Ensayos y diarios de León Tolstói
La obra de León Tolstói no se circunscribe, ni mucho menos, al ámbito de la literatura. Ya se ha mencionado su labor ensayística. Habría que citar también su interpretación de los Evangelios, sus copiosos e interesantísimos diarios, sus libros de lecturas, sus silabarios, su recopilación de pensamientos y relatos de todas las tradiciones y escuelas, su impar correspondencia. De todo ese tumultuoso océano, destacan los admirables Diarios, que tienen como tema casi exclusivo al propio Tolstói: en sus páginas inmensas el autor se observa, se estudia, se examina, se alaba o se increpa, en un intento de introspección psicológica sin parangón en la historia de la humanidad.
Su dramático final
De todos es conocido el trágico final de León Tolstói: su excomunión de la Iglesia ortodoxa, la sumisión a su implacable y enredador discípulo Chertkov, los roces y desavenencias con muchos de sus hijos, sus discusiones envenenadas con su mujer y su dramática huida del hogar en plena noche. Con todo, es posible que a Tolstói, con su histrionismo y su afán de notoriedad, ese desenlace llamativo y deslumbrante no le desagradara del todo. Siempre quiso destacar, vencer, decir la última palabra. Sobre cualquier tema, sobre cualquier cuestión, sobre cualquier polémica. Su indomable naturaleza no admitía la postergación ni el segundo plano, solo el primer término, la capitalidad.
El joven León Tolstói tuvo todo tipo de amores y adicciones, dejaba embarazadas a campesinas y seducía a burguesas, y en sus años universitarios se dejaba todo su dinero en apuestas.

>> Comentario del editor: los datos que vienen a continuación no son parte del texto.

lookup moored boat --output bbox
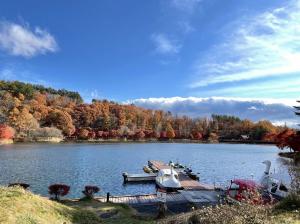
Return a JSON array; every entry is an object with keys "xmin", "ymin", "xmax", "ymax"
[
  {"xmin": 155, "ymin": 168, "xmax": 182, "ymax": 191},
  {"xmin": 143, "ymin": 165, "xmax": 152, "ymax": 173}
]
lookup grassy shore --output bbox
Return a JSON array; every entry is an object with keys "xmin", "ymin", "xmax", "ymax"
[
  {"xmin": 0, "ymin": 187, "xmax": 153, "ymax": 224},
  {"xmin": 1, "ymin": 186, "xmax": 299, "ymax": 224}
]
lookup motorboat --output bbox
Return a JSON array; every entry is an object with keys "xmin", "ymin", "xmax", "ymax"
[
  {"xmin": 184, "ymin": 167, "xmax": 200, "ymax": 181},
  {"xmin": 260, "ymin": 160, "xmax": 289, "ymax": 200},
  {"xmin": 155, "ymin": 168, "xmax": 182, "ymax": 191}
]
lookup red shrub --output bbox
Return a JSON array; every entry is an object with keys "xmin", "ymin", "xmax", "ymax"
[
  {"xmin": 82, "ymin": 185, "xmax": 100, "ymax": 199},
  {"xmin": 48, "ymin": 184, "xmax": 70, "ymax": 200}
]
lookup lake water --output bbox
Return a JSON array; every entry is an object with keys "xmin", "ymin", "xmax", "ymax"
[{"xmin": 0, "ymin": 143, "xmax": 288, "ymax": 198}]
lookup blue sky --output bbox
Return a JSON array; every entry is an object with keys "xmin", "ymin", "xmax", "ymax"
[{"xmin": 0, "ymin": 0, "xmax": 299, "ymax": 125}]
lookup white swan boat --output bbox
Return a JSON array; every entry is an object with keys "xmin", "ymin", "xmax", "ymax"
[
  {"xmin": 260, "ymin": 160, "xmax": 290, "ymax": 200},
  {"xmin": 155, "ymin": 168, "xmax": 182, "ymax": 191}
]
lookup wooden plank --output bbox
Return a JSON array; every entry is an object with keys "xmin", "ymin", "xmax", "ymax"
[
  {"xmin": 149, "ymin": 160, "xmax": 169, "ymax": 170},
  {"xmin": 179, "ymin": 173, "xmax": 214, "ymax": 190}
]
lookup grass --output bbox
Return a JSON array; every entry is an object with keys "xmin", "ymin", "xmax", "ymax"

Se alistó en el ejército, escribía diez horas seguidas sin parar y hasta regaló todos sus bienes a los más necesitados. Al final decidió morir solo.
León Tolstói renegó de su labor literaria y adscribió el conjunto de su producción a la categoría de arte malo, excepto dos obras: Dios ve la verdad, pero tarda en decirla y El prisionero del Cáucaso. Y es que el arte fue para el ruso una empresa difícil, compleja y alada. Valga, como ejemplo, la definición que él mismo da de esa actividad: «Corrigiendo el estudio de un alumno, Briúlov hizo unos pocos retoques y de pronto un estudio torpe y mortecino cobró vida. "Vaya, lo ha retocado usted un poco, y todo ha cambiado", dijo uno de los alumnos. "El arte empieza donde empieza ese poco", dijo Briúlov. Esa observación vale para todas las artes [...]. La transmisión de la emoción musical, que parece tan sencilla y tan fácil de alcanzar, solo se produce cuando el intérprete encuentra esos momentos infinitamente pequeños necesarios para la perfección musical. Lo mismo pasa en todas las artes: en pintura, un poco más claro, un poco más oscuro, un poco más alto o más bajo, más a la derecha o la izquierda; en el arte dramático, una entonación más fuerte o más débil, un parlamento declamado un poco antes o un poco después; en poesía, una palabra de más o de menos, o un poco exagerada, y ya no se produce contagio». Porque el arte, nos dice León Tolstói, es una suerte de contagio mágico y esencial, que permite que los hombres nos comuniquemos, nos comprendamos y nos conmovamos.